Меровингскую Галлию едва ли можно окинуть одним взглядом, так как она не была порождением одного франкского народа. В середине VI в. Меровинги стали править бургундским королевством и распоряжались этим наследием чрезвычайно консервативно, ни в чем не лишая бургундскую «нацию» ее жизненной энергии. Бургундская аристократия сохранила за собой командные посты, и даже королевская династия продолжила свое существование (один из ее потомков упоминается в 613 г.). Обращение с наследием вестготов, полученным после битвы при Вуйе, оказалось ощутимо более грубым, так как вестготы воспринимались как внешние враги и оставались арианами. Правящий класс и большая часть побежденного народа ушли в Испанию; ни один гот не нашел себе места в среде меровингской аристократии[202]. Однако какое-то количество ариан, более или менее охваченных миссионерской деятельностью (об этом позаботились еще в 541 г.), осталось на аквитанском Юге. Указ Сигиберта III, изданный около 640–647 гг., указывает на присутствие группы готов в Руэрге, а сохранение готской антропонимики предполагает, что этот случай не был единичным. Прованс оставался своего рода римским государством, состоявшим в отношениях личного союза с меро-вингскими королевствами. Вплоть до середины VIII в. франки не играли там практически никакой роли. Алеманния, Тюрингия и Бавария в те периоды, когда они оказывались покоренными, пользовались еще более широкой автономией. Даже в Северной Галлии древняя tractus Armoricanus (армориканская область) не полностью подчинялась тому же политическому режиму, что и территория первоначального завоевания. Наконец, различные мелкие группы германцев — тайфалы в Пуату, саксы в Бессене, свевы в Куртре и т. д. — достаточно долгое время сохраняли свою индивидуальность.

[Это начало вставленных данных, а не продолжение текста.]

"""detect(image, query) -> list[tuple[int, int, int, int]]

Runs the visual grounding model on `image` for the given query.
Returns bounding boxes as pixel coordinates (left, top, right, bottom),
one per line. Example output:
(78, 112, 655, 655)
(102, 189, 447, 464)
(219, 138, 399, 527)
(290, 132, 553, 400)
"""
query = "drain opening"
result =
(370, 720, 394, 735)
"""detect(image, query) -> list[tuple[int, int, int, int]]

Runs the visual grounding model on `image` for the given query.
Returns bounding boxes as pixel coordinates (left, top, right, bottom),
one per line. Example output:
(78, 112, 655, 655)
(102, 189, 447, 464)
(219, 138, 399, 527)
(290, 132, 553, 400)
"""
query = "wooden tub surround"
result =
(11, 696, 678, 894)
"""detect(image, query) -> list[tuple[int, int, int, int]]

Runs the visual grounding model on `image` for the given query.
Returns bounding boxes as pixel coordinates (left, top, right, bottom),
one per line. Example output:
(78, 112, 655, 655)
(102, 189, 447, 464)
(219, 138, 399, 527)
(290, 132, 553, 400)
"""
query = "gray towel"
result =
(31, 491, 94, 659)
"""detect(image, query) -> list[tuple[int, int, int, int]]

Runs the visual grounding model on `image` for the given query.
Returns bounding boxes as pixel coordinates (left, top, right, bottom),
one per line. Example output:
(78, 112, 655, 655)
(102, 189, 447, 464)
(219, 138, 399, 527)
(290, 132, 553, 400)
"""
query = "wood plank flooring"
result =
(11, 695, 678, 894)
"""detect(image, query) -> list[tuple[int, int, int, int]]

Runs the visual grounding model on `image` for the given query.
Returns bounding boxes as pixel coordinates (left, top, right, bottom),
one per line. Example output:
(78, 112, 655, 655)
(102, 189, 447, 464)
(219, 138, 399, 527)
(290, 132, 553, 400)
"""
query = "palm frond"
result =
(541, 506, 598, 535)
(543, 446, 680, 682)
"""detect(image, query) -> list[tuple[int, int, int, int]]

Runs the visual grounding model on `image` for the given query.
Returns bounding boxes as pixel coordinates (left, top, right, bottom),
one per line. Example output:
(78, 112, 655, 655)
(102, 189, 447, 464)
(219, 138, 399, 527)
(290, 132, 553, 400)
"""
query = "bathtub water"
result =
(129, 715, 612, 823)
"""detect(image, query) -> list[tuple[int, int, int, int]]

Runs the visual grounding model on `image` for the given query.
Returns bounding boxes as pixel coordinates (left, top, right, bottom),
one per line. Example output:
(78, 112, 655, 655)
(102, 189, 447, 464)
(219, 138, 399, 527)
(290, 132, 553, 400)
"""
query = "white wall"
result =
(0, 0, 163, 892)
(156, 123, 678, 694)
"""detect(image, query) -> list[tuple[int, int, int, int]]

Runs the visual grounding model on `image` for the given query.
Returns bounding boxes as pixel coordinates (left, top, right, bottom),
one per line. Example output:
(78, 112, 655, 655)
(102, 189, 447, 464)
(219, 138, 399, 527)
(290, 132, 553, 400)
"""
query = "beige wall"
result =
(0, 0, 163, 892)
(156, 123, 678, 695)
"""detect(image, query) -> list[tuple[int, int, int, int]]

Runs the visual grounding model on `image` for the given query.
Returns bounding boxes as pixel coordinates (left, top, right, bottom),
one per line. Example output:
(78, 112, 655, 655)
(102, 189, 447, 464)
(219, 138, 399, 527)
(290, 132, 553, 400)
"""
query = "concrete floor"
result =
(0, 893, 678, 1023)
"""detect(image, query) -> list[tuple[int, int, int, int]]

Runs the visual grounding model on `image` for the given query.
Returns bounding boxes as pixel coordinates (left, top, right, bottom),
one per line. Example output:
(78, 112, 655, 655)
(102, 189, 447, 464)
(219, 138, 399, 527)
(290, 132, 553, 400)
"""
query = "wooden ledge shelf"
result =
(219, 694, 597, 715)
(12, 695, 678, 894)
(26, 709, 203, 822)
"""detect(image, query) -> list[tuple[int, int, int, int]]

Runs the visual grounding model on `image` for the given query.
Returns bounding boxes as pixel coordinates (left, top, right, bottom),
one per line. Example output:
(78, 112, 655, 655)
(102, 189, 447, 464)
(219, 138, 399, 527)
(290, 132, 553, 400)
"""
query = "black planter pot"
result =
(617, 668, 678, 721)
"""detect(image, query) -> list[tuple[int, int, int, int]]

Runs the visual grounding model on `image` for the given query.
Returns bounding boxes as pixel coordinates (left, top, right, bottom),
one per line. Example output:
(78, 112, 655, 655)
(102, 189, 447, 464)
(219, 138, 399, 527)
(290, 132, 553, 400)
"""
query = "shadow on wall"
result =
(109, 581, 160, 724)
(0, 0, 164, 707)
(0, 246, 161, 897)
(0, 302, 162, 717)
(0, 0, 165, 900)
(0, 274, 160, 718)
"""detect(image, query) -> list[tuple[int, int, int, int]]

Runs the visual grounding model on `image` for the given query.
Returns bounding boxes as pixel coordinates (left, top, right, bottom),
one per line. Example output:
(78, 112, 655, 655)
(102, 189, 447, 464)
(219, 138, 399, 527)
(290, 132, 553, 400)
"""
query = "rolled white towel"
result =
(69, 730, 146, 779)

Тем не менее для всей этой совокупности постепенно утверждается общее национальное название, почерпнутое у одних франков, — Francia (Франкия). Начиная с середины VI в. это наименование, употреблявшееся позднеантичными авторами для обозначения занятого франками региона Германии, используется для северной части Галлии, действительно находившейся в руках франков, а позже, под пером некоторых иноземных авторов (Григория Великого), для всего королевства Меровингов. Только в VIII в. оно становится общепринятым и прекращается привычное противопоставление, например, Francia (Франкия) uAquitania (Аквитания), однако для земель к северу от Луары появляются новые региональные обозначения — Австразия и Нейстрия[203].

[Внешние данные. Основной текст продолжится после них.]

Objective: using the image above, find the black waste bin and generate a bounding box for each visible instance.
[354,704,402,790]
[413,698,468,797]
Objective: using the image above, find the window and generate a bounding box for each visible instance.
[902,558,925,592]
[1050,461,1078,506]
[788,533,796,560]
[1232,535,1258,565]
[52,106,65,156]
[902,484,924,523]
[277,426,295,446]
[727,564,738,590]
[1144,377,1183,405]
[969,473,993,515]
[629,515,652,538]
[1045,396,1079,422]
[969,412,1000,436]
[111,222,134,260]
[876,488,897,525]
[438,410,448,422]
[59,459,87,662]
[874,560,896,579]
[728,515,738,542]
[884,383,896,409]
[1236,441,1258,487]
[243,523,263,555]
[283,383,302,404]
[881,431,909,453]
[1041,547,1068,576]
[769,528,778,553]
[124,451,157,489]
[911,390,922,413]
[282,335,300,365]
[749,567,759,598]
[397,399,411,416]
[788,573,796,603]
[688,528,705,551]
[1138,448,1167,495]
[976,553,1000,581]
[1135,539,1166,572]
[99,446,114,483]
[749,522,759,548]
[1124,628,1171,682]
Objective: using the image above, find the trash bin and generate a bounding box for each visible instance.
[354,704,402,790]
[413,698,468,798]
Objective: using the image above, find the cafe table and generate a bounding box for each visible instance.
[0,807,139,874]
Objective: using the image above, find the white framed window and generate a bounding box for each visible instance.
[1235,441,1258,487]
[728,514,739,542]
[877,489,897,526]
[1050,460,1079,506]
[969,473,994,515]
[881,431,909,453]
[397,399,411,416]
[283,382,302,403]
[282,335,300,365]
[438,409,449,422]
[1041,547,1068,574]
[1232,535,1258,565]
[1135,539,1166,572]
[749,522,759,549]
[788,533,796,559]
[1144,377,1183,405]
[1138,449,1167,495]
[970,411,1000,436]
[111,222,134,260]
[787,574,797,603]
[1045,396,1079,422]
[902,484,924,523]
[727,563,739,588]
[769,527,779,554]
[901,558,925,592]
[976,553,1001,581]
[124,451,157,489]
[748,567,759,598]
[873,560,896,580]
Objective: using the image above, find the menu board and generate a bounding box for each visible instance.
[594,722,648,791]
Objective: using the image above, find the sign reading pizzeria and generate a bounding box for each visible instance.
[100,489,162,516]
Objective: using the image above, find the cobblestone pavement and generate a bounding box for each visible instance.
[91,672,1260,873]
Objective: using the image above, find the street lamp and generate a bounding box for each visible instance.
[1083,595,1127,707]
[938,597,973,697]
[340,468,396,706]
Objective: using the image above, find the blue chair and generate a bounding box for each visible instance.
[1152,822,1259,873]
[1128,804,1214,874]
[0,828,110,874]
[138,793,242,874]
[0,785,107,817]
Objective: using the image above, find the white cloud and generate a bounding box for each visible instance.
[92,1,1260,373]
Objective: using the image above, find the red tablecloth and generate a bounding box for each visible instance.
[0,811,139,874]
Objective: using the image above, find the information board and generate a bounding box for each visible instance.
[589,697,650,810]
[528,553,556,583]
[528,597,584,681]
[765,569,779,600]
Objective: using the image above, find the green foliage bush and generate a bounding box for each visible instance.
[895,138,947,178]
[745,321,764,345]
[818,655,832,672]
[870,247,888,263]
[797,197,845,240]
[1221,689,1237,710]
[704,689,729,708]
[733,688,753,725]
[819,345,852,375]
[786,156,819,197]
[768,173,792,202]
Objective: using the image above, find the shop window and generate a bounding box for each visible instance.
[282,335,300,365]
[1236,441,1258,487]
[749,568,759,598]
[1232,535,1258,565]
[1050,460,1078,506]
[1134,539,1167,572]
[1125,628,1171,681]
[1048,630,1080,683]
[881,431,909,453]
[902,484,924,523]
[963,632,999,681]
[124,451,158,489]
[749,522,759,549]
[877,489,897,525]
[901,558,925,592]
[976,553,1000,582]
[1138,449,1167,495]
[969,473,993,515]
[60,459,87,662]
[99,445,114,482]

К концу VII и началу VIII в. население Галлии сохраняло сознание того, что оно разделяется на две группы: Romani (римлян) и Barbari (варваров) (хотя это последнее слово, утратившее смысл «язычник», со времен Дагоберта впало в немилость). Во всех биографиях знаменитых людей заботливо указано, к какой именно из этих групп принадлежали предки их героя — даже если он был плодом смешанного брака — и при случае из какого «варварского» народа они происходили. Затем это представление утрачивается, или, точнее, дифференциация становится прерогативой практикующих знатоков права, которые, по крайней мере в Бургундии и на юге, продолжали задаваться этим вопросом вплоть до IX в. (в Северной Галлии следы professio legis (занятия правом) почти отсутствуют, тогда как в некогда готической Септимании они обнаруживаются до X в.). На смену «этнической» национальности в VII–VIII вв. приходит чувство национальности «региональной»: теперь люди ощущают себя скорее австразийцами, нейстрицами, бургундцами или аквитанцами, нежели франками или римлянами. Без сомнения, формирование этих взглядов не обошлось без германского влияния периода завоевания; их успех в такой же мере говорит об успехе объединения[204].